Quail Creek Restoration
Before :

After :


 
Quail Creek, a tributary to the Gunpowder River in Baltimore County, was damaged by the failure of a regional stormwater management pond which breached during a 5-inch rainstorm in 1989. The drainage area at the pond is 500 acres. The stream had hosted a trout population three years before the failure. One month after the failure, surveys by the State Department of Natural Resources showed that no young trout were present and the macroinvertebrate population had declined to a few diptera (a very tolerant form of two winged fly).

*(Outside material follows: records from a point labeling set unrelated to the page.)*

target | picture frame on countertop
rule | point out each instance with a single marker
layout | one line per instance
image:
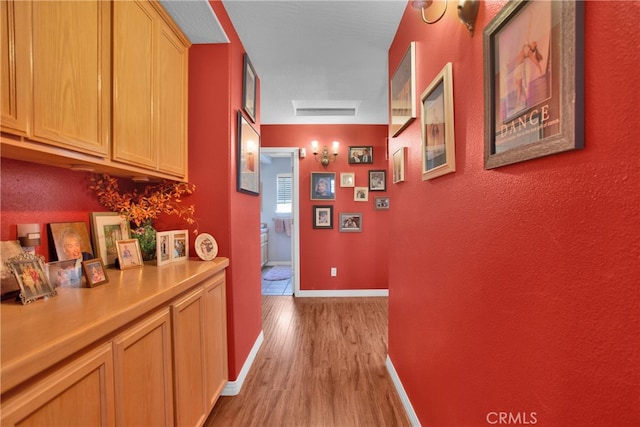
(403, 92)
(438, 130)
(129, 255)
(106, 229)
(206, 247)
(533, 81)
(29, 271)
(179, 245)
(94, 272)
(163, 247)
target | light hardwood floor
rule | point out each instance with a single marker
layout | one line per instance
(322, 363)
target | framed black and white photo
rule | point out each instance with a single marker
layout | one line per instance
(323, 186)
(249, 89)
(377, 180)
(323, 216)
(438, 139)
(533, 81)
(361, 155)
(350, 222)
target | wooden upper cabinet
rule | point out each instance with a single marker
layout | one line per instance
(15, 89)
(150, 66)
(71, 43)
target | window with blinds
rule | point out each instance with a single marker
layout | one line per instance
(284, 192)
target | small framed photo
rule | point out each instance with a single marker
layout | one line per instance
(180, 245)
(129, 255)
(206, 247)
(533, 81)
(438, 140)
(347, 179)
(323, 186)
(163, 247)
(65, 273)
(359, 155)
(378, 180)
(323, 216)
(350, 222)
(106, 229)
(398, 164)
(94, 272)
(29, 271)
(381, 203)
(361, 194)
(249, 89)
(70, 240)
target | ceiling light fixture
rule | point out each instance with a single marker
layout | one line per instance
(324, 156)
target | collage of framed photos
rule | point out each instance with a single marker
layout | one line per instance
(324, 186)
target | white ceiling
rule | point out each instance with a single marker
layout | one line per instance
(314, 54)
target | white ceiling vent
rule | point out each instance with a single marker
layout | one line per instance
(325, 108)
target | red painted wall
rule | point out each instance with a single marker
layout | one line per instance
(516, 289)
(361, 258)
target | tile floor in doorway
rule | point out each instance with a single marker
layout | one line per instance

Brightwater was hired by the developer who had been given an enforcement order requiring him to restore the stormwater management facility and the stream. Brightwater designed the restoration plan and negotiated with the agencies for permit approval. The design effort was the minor part of the work, since the restoration plan called for heavy equipment to work in the stream channel. Prior to this work, permit conditions had always prohibited this in Maryland. The design took three months to develop and permit negotiations took another year. The actual construction was done by Dave Rosgen, with Brightwater providing support and construction management services. The restoration project was completed in August of 1990.

Brightwater has conducted monitoring of the stability, particle size distribution of substrate, water te~mperature, fish and macroinvertebrate populations for six years. Permanent cross sections were installed and surveyed annually, and pebble counts were conducted annually. Aquatic macroinvertebrates and fish were sampled each year. Recording thermometers were installed to record thermal effects of the stormwater management pond. The results of this monitoring show a recovery of fish and macroinvertebrate populations, a shift in particle size distribution from a dominant size of sand less than two millimeters up to 64 - 256 millimeters. The restoration work is stable and vegetation has recovered enough to provide the permanent stabilization on banks where root wad revetments were installed. One of the surprising things discovered on Quail Creek was the relationship of sediment generated from an input of excess sediment into a stream channel. The quantity of sediment that entered Quail Creek during the failure of the pond was 120 cubic yards. This input initiated accelerated bank erosion which resulted in more than 3,000 cubic yards of new sediment being generated in the first year before the restoration work was done. The restoration work has arrested that process and allowed the system to recover.